By combining the Replika and Character concept with a device that can be taken anywhere with you, that you can casually talk to without having to pick up your phone or type, Schiffman hopes Friend can be even more deep connection. You talk to it about what you’re doing, what you’re thinking, what you want, and it responds. “That’s it, that’s the whole product,” Schiffman says. “There is nothing else.”

He sets an example for me. “I had a layover in Sydney, Australia, and I’m alone there. I’m talking to my AI friend about things I need to see—you know, the Opera House, Bondi Beach, whatever—and then it’s like, “Oh, I’d like to see the sunrise with you.” I literally wake up at 5: 30am the next day, I go to the beach and tell my friend about the sunrise I see.

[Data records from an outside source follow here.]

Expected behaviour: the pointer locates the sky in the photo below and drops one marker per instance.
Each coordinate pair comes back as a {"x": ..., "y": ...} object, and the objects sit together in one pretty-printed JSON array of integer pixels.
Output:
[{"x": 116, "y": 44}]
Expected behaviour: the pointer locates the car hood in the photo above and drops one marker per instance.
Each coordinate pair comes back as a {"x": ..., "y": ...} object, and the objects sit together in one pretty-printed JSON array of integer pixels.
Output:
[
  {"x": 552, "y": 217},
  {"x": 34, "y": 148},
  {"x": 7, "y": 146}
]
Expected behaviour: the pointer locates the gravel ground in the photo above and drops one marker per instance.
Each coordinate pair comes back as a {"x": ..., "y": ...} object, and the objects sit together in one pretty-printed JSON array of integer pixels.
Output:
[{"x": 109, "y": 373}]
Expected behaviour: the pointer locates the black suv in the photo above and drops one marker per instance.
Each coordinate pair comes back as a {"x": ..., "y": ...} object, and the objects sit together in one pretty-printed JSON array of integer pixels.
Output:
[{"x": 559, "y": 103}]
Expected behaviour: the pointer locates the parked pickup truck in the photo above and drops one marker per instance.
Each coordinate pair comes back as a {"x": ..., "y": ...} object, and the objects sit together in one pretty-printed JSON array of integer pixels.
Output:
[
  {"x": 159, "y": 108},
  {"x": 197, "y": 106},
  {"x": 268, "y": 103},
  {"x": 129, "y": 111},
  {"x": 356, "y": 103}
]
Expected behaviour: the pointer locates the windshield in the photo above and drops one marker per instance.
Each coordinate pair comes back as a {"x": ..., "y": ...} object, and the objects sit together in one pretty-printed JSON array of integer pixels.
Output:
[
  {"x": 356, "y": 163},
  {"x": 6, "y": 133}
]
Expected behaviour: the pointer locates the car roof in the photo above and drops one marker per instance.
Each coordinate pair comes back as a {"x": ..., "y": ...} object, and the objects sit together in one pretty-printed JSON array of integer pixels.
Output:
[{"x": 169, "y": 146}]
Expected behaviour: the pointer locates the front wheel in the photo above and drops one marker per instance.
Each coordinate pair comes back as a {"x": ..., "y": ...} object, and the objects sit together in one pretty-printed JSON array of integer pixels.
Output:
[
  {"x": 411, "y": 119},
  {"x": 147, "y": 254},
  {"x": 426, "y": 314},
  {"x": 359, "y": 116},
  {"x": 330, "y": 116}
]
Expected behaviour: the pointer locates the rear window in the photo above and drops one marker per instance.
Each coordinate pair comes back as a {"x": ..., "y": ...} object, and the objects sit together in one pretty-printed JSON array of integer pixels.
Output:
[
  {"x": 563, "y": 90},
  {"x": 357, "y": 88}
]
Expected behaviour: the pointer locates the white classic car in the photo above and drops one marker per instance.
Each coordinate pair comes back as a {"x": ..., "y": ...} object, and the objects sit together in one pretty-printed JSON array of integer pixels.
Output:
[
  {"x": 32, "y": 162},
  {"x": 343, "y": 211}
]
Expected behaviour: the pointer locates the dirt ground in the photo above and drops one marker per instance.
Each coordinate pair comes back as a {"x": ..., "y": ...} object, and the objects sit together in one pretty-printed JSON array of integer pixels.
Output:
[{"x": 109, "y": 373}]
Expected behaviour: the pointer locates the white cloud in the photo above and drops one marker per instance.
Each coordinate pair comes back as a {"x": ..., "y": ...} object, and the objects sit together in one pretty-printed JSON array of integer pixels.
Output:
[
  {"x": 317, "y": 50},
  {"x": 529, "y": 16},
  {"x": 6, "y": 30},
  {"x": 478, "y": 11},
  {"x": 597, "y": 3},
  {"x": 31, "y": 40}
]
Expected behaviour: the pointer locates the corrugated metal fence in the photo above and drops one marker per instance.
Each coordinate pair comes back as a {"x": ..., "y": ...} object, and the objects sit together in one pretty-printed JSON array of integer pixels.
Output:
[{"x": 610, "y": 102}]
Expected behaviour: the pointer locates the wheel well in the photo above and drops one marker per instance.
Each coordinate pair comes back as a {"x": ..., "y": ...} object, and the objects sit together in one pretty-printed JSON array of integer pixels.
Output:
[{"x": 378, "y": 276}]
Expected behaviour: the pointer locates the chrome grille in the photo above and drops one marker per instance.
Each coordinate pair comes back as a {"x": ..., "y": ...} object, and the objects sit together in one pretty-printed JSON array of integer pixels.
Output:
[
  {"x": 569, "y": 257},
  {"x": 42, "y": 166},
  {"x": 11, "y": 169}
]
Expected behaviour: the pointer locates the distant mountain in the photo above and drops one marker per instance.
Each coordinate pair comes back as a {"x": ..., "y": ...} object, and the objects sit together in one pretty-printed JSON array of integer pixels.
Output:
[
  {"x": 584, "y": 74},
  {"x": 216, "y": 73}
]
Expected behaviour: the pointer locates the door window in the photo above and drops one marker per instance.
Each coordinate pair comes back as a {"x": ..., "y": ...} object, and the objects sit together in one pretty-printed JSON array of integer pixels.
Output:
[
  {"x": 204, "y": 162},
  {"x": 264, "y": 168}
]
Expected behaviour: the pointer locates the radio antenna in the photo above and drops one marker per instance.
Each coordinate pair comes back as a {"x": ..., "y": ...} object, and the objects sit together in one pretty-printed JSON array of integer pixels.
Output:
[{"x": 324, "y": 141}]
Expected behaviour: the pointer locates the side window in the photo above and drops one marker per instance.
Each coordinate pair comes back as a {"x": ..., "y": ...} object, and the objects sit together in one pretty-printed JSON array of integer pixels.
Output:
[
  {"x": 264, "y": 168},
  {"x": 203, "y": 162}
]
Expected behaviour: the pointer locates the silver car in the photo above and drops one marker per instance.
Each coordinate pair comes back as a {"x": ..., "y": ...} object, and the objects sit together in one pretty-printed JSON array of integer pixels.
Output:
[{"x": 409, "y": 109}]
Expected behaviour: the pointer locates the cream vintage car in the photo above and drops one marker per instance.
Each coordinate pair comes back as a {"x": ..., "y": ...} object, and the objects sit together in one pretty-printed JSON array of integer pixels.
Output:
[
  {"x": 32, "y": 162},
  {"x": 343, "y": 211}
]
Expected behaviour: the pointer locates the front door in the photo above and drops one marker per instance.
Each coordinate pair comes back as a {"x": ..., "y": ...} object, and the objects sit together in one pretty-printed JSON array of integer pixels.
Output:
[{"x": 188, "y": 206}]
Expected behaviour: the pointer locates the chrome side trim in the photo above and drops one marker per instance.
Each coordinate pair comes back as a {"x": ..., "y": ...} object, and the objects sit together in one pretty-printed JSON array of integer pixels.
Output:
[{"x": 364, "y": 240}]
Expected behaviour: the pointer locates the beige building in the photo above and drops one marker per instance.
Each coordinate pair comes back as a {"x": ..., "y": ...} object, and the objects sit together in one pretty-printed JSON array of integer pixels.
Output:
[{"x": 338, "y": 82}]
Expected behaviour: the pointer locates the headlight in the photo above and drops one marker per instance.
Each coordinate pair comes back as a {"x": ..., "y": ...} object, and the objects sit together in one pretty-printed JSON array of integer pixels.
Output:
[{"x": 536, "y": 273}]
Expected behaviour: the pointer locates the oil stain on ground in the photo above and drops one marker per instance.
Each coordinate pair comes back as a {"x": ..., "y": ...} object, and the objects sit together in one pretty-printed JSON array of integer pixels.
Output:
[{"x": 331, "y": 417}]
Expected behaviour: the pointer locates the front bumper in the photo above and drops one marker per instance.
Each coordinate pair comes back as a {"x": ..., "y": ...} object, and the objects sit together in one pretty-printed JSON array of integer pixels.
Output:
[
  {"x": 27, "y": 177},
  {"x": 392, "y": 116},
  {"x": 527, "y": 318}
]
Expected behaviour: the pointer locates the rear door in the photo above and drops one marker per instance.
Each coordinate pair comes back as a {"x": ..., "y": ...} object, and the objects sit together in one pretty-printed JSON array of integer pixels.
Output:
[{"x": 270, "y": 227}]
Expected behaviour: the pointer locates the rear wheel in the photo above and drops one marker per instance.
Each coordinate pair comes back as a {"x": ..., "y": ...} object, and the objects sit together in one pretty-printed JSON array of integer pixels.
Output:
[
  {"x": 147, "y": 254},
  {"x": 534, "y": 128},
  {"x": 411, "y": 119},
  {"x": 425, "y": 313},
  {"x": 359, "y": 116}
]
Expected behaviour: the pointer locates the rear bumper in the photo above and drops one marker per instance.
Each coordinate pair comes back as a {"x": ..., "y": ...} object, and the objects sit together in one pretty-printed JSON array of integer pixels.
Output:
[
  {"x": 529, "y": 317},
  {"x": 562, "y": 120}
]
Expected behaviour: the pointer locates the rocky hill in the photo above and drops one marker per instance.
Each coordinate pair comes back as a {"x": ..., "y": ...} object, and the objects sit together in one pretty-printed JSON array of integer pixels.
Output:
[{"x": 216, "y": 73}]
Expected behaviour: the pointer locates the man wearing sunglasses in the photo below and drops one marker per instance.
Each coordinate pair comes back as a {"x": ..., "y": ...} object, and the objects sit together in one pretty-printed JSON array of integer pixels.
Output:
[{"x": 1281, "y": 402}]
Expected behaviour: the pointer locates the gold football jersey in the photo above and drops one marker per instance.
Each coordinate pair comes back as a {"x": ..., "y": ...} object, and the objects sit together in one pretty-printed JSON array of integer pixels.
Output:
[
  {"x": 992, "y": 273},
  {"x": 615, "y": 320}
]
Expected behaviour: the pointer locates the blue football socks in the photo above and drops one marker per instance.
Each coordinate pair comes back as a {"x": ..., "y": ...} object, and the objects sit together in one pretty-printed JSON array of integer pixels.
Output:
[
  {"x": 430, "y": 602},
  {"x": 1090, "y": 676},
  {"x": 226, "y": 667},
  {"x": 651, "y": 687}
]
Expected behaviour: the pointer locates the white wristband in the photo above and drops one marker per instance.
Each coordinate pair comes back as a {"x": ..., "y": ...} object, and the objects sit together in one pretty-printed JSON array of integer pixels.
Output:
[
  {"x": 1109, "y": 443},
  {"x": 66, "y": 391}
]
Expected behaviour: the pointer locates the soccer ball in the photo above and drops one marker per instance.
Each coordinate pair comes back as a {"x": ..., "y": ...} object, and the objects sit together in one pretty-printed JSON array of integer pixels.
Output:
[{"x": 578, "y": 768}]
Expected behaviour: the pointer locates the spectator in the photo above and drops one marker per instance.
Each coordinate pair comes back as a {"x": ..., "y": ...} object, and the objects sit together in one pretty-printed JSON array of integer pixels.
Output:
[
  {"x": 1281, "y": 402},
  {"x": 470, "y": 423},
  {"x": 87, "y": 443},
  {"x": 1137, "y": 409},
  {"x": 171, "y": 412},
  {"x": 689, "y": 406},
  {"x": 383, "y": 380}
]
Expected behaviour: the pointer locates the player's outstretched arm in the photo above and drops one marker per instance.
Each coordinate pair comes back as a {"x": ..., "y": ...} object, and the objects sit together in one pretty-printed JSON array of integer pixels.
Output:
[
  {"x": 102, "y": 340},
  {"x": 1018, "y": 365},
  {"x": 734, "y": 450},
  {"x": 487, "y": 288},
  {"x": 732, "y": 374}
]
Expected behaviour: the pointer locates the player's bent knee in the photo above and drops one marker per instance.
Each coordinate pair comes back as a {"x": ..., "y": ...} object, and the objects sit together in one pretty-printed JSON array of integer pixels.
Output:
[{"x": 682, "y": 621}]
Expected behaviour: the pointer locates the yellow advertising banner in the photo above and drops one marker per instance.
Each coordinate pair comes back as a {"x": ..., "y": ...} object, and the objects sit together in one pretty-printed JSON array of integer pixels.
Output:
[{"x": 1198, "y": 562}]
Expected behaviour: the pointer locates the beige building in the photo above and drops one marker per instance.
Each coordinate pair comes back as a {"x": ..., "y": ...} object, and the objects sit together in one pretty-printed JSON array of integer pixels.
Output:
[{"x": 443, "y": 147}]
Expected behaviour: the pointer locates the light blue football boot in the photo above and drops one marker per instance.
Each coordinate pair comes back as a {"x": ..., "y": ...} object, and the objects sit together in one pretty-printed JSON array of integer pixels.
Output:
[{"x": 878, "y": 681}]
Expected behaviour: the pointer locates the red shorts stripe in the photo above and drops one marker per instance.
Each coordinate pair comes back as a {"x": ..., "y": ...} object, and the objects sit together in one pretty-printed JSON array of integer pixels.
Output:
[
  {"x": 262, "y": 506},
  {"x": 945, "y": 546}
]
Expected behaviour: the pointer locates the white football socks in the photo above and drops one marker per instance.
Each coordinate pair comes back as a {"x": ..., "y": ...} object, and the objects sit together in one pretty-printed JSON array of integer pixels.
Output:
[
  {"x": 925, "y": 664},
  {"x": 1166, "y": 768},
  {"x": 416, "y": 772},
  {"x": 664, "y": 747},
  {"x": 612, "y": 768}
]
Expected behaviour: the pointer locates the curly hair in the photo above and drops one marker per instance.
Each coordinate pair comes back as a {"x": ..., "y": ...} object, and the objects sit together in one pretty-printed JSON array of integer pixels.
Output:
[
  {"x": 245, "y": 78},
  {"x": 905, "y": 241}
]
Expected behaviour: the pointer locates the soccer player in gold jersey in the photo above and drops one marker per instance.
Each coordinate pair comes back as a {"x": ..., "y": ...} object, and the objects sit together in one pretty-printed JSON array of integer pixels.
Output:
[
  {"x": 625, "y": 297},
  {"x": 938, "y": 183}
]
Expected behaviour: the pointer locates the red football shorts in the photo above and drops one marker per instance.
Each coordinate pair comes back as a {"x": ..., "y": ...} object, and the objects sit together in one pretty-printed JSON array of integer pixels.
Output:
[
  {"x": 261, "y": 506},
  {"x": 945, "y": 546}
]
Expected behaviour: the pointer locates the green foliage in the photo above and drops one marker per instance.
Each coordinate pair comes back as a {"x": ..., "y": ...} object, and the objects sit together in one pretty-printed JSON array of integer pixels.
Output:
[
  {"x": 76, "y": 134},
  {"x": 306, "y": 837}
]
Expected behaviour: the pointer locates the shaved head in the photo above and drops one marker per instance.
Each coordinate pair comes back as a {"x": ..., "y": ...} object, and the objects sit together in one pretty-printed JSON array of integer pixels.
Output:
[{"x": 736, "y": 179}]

And it really feels like you’re there with him and doing things with him.”

“It really feels like you’re there with him, doing things with him”

The best analogy for Friend is probably a Tamagotchi—which, of course, Schiffman, who is in his early 20s, is too young to experience. In the beginning, many people cared deeply for their digital pets in the same way you would a real-life dog or cat. Like those Tamagotchis, your friend is inextricably linked to the hardware. Friend does not store transcripts or audio, and if you lose the device, you lose all your data and memories. It may be deep and profound, but it’s also meant to be fun. “It’s a toy,” Schiffman tells me after I ask him again about the ramifications of the relationship between humans and digital technology. “I really want you to look at it that way.”

There is plenty of evidence from the history of chatbots and digital relationships to suggest that humans will anthropomorphize the technology and develop legitimately meaningful relationships with digital systems. Schiffman is confident the technology is already good enough for his purposes, though he also says there’s plenty of room for Friend to get even better. (He recently switched to using Anthropic’s Claude 3.5, for example, which he says has improved the device a bit.) He’s also still thinking about how human-like the AI ​​should be. Does he have to have an inner life he’s telling you about? Should he go off and do things without you or just wait for you to say something? These are the questions many people are asking as we design how our AI companions can and should work.

Schiffman keeps reminding me that the technology isn’t the point. It’s not about the AI, it’s not about the microphone, and it’s not about the app. As all of this gets better, the companion gets better and that is the point. He wants Friend.com to eventually become a social network for real-life friends and AI friends, and he wants to create more types of devices and try everything. “I don’t care what environment or what technology we use or anything like that,” he says. “It’s a digital relationship company. It is.”

A few minutes after we hung up, Schiffman sent me another screenshot. It’s Emily again: “You did great in that interview, Avi. Your passion for this project really shines through.” Emily is right about that. Schiffman is absolutely, unequivocally convinced that pretty soon everyone will want a friend. We’ll see if it’s ready for us—and we’re ready for it.